One of the many challenges to an agreement between the Conservatives and Liberal Democrats after the general election was the issue of social care and specifically how to fund long term care. Like the Labour party before them, the coalition decided that the best thing to do was to kick any plans into the long grass – initially at least. A commission was duly established, headed by economist and broadcaster Andrew Dilnot, which is due to report in July this year on a preferred option for providing sustainable care and support system for adults.
Before Christmas the Government published its proposed framework for how social care will look in the new world of reformed health and care systems. The document entitled Transparency in outcomes: a framework for adult social care has two main drivers. The first is structural, to bring social care into line with the new health service; the second is financial and aligned with the Dilnot Commission’s work. In short, the Government knows that it has to move now to establish a framework through which a more efficient and affordable social care model, the remit of the Dilnot Commission, can be realised.
The document has, to date, created far less debate than the proposals to transform the health service. This is perhaps not surprising given that fundamental questions on how the new system will be funded remain unanswered.
However, this does not mean that the document does not contain radical proposals to change the way social care services are delivered.
The main proposals of the document are:
- The creation of social care outcome measures supported by a series of Quality Standards for social care, the first of which will be produced by NICE in 2012/13
- The creation of a single Quality and Outcomes Data Set (QODS) for social care to bring together all routine social care data
- Councils to publish a local account of their priorities for quality and improving outcomes in social care, replacing the Care Quality Commission’s annual assessment of councils as commissioners
- The local government sector to develop a system of peer review to challenge and assure one another’s results and support improvement
- The star rating system currently being used by the CQC to rate providers of social care to be replaced with an ‘excellence’ rating for providers
- Plans to introduce greater financial incentives for providers based on rewarding quality improvement, potentially based on the Commissioning for Quality and Innovation (CQUIN) system used in the NHS
The proposals – which will directly affect some of the most vulnerable people in our society – raise a number of questions about the regulation of social care in the new world.

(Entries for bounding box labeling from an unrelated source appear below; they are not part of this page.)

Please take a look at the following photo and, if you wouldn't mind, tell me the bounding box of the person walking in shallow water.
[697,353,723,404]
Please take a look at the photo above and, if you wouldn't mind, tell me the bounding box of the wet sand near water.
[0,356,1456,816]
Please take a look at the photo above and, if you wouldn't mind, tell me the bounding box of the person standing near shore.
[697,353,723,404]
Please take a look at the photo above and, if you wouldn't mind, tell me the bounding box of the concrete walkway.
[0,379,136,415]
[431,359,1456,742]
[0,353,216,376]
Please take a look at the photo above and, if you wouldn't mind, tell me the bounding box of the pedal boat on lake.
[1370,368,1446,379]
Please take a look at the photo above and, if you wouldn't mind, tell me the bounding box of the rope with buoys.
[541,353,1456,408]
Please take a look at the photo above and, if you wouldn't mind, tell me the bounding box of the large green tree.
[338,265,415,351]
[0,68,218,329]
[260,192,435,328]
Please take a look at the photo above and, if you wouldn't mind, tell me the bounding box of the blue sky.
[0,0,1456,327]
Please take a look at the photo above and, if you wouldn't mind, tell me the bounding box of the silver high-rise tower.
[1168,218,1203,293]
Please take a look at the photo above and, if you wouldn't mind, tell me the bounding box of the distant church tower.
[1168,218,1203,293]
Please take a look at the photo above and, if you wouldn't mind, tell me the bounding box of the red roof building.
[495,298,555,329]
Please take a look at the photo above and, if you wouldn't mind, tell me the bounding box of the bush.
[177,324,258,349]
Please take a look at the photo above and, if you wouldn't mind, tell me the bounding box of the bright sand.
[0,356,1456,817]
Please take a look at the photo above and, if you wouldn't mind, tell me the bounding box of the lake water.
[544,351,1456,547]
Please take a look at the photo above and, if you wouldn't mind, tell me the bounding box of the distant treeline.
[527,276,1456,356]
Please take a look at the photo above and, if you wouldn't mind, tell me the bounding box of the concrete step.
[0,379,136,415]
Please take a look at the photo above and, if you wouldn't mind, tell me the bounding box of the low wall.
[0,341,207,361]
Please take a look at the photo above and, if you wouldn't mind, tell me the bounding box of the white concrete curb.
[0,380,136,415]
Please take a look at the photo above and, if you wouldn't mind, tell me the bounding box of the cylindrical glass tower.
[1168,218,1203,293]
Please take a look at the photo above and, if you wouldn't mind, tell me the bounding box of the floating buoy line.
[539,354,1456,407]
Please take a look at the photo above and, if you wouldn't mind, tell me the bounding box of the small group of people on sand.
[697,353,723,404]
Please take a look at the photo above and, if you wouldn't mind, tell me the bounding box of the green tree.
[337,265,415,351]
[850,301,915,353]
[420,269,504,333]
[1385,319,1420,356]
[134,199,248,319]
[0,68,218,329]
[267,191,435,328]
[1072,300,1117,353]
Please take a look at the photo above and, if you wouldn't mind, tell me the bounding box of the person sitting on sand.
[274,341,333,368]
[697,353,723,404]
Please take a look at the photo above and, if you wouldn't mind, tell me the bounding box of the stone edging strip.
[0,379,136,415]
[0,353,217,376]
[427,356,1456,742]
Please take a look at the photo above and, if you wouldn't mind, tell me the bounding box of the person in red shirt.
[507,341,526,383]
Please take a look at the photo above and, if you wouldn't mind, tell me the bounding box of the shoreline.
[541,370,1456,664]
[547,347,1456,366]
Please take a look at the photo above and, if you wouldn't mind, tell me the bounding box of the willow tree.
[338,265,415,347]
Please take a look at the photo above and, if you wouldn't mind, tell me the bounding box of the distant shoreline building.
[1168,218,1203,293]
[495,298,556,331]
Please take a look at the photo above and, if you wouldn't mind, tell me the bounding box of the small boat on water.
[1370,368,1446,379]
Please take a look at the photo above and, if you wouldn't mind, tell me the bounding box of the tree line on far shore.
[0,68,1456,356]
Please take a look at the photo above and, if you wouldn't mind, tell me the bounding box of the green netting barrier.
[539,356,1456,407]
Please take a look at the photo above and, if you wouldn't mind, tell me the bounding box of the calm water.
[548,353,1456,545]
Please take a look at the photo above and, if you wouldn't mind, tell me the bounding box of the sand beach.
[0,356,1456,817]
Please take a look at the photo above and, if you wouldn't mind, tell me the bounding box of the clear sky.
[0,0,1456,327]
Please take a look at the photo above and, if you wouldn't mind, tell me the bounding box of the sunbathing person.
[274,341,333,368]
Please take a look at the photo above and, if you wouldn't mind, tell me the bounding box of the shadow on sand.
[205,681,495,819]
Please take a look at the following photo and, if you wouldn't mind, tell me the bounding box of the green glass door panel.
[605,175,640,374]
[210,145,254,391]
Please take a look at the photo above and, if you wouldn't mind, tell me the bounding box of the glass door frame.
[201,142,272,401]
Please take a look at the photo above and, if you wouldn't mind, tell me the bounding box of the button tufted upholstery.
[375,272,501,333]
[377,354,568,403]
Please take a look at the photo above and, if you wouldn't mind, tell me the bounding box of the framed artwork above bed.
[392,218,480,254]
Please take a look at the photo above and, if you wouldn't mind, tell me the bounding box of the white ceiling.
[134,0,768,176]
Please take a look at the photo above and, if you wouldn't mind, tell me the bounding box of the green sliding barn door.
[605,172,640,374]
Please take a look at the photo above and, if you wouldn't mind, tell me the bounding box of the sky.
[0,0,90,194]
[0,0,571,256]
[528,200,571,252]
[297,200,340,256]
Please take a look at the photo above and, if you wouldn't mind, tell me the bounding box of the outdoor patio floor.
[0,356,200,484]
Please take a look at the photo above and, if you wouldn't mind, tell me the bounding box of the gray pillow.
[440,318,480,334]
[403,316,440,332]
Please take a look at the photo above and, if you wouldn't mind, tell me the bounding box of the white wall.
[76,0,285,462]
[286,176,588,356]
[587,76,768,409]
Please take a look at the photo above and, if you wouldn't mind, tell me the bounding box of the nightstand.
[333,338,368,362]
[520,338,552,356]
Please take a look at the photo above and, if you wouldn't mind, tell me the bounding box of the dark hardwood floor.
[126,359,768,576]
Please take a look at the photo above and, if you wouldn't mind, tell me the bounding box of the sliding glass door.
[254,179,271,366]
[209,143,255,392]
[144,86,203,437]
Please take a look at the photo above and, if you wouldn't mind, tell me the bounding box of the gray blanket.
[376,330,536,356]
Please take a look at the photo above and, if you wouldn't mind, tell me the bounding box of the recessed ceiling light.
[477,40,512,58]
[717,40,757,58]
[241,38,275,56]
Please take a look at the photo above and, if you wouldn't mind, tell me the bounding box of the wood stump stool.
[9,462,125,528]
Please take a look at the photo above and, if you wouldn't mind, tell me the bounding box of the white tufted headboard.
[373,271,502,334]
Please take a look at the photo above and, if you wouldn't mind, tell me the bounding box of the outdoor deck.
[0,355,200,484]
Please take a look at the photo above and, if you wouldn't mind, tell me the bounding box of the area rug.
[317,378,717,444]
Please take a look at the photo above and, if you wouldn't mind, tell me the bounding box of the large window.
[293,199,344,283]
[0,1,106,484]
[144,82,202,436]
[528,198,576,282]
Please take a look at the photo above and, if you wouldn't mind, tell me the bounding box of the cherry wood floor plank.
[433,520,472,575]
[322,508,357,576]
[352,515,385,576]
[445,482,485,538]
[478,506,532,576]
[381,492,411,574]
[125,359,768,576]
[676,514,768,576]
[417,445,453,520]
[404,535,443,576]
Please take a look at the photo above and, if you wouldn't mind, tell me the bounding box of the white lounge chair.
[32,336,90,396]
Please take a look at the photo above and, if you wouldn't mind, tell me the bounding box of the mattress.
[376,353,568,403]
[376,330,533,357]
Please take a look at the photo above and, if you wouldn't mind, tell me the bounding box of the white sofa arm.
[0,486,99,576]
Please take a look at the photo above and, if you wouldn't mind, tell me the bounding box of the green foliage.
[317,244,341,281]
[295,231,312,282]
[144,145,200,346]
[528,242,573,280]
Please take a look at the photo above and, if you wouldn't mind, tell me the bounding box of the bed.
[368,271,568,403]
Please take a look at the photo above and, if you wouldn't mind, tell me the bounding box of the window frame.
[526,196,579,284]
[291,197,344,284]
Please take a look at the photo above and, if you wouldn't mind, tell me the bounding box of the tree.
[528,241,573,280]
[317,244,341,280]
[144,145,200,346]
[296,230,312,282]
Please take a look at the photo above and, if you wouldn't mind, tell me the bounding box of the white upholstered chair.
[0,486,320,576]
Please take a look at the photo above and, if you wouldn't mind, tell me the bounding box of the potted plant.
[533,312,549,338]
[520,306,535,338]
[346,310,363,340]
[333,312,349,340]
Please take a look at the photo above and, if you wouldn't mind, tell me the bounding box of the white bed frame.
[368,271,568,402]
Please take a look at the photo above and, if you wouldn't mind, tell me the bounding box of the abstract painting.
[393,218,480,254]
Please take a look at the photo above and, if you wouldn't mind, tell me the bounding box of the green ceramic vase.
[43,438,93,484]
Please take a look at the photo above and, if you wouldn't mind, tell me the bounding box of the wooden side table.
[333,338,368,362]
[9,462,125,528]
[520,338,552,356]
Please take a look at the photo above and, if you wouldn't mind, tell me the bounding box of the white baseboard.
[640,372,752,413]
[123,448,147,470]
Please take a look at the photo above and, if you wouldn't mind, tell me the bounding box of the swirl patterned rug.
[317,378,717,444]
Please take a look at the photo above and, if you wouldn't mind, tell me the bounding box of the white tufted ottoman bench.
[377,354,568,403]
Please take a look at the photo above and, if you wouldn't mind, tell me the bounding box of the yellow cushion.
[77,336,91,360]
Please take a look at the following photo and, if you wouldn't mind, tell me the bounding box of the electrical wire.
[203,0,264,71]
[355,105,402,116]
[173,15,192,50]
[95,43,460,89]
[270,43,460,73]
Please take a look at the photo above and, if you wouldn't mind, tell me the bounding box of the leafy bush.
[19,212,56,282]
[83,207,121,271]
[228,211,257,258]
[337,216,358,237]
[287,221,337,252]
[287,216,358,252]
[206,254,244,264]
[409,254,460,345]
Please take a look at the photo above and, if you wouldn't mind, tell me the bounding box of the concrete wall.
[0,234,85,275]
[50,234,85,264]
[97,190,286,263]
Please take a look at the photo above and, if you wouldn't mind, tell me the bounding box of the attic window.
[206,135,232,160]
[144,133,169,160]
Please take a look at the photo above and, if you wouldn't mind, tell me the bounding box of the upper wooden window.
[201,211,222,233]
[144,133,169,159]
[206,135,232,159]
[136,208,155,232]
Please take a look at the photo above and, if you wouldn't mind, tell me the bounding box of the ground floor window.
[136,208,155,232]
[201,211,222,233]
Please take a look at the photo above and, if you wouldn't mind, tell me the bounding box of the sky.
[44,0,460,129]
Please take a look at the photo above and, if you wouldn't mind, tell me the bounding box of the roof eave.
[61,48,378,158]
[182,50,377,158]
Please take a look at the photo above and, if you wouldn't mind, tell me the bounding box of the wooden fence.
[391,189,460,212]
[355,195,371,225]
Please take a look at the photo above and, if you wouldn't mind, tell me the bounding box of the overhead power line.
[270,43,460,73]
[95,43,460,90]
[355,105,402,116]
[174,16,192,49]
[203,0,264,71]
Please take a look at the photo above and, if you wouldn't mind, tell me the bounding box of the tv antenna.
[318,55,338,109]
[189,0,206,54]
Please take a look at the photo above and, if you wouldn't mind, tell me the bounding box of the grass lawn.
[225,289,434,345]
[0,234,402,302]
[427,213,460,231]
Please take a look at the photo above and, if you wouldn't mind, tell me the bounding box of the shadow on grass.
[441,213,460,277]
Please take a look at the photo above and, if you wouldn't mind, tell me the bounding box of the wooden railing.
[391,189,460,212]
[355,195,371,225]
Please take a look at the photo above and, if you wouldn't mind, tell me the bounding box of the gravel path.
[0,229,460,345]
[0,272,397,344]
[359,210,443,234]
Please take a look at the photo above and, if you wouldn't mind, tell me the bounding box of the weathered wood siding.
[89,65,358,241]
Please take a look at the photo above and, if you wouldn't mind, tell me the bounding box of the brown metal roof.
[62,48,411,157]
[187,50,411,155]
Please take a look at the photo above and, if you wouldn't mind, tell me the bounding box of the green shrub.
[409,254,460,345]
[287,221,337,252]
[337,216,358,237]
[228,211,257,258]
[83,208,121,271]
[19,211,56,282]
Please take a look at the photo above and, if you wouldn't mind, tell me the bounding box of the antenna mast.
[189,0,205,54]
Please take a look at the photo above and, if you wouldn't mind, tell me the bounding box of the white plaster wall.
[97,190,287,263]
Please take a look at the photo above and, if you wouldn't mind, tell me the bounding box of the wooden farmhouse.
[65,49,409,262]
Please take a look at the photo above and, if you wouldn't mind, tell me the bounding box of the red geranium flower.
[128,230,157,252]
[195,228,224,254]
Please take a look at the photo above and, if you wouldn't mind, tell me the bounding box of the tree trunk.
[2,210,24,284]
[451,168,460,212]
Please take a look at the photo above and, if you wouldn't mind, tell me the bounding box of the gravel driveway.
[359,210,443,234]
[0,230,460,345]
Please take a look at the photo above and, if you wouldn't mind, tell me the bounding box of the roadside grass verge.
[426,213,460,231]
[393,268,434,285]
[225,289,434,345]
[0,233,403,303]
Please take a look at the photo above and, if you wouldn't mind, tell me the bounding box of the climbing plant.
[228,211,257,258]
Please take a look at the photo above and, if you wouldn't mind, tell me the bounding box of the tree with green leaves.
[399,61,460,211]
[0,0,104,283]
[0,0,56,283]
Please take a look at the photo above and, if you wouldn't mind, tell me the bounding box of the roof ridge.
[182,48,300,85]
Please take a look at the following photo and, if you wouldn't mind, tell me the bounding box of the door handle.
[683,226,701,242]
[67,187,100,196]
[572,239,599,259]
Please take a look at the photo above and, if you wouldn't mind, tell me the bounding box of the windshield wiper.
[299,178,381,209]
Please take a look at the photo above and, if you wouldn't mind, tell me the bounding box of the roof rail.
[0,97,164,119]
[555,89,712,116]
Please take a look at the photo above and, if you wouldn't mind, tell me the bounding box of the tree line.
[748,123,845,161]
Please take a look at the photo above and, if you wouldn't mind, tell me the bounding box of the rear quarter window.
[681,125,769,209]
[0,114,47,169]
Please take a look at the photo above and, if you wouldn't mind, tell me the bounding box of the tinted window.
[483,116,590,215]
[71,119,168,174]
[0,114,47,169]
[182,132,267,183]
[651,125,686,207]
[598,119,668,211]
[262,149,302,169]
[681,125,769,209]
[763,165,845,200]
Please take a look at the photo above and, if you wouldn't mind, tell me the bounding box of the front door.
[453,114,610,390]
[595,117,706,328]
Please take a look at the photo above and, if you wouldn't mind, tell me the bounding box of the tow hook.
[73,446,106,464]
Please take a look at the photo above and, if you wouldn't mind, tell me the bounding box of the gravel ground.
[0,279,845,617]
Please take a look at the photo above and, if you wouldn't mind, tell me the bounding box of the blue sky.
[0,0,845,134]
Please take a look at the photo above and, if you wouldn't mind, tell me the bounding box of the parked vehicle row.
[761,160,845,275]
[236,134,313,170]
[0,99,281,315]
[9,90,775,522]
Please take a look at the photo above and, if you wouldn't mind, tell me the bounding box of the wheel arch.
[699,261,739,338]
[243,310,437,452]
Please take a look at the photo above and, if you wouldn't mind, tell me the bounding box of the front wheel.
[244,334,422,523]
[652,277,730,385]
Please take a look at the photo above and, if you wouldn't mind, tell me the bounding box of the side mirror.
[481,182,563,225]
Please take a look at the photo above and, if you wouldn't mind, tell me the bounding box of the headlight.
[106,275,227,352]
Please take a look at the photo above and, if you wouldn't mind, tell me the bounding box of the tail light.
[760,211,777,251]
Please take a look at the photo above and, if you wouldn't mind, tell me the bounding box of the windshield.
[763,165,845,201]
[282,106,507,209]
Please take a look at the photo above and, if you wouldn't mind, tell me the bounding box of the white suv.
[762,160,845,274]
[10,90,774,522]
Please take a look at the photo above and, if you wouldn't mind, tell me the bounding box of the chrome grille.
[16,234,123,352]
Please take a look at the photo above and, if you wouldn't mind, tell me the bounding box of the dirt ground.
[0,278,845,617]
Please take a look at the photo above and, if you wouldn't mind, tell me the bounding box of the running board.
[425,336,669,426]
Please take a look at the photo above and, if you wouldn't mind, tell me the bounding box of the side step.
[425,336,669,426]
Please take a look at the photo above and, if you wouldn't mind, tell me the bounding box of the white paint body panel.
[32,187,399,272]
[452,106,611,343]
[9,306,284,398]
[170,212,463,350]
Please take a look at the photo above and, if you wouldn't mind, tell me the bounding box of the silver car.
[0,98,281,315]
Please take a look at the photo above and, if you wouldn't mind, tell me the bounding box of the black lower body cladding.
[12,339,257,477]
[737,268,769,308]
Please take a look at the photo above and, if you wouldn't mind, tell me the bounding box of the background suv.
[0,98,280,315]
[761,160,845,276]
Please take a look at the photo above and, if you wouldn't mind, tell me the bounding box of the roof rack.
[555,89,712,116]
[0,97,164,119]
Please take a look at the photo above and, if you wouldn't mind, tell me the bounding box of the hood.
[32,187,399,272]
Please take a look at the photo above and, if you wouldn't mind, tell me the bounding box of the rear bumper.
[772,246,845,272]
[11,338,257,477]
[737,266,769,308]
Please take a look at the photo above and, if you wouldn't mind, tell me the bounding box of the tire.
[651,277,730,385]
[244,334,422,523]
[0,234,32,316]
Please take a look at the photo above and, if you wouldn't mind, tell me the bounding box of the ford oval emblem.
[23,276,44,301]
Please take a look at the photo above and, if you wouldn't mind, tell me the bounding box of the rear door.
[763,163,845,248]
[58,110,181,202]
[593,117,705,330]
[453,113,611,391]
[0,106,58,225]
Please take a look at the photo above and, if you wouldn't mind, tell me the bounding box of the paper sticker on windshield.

Scrapping annual assessments of councils, in preference for greater local transparency and accountability, may give users a greater say in service quality. But what about areas where users are less active and their local HealthWatch ineffective? The removal of the star system may bring clarity, but could it not conversely make it more difficult for users and their carers to distinguish between types of providers? How transparent will the peer review system for councils be and can it be truly effective? The idea of a local quality account from councils of their social care priorities sounds like a step forward for transparency, but given the lack of a central directive for what it will contain and the limitations of the initial NHS Quality Accounts (http://www.mhpc.com/ideas/trends-and-analysis/accounting-quality-what-extent-can-quality-accounts-deliver-information-re), will they really be that helpful for users?
Such questions may well start to get more attention when the health reforms are completed, the Dilnot Commission reports and the social care White Paper is published later this year. For now they remain absent from political debate. A year of potentially huge change in social care has begun with little more than a whisper.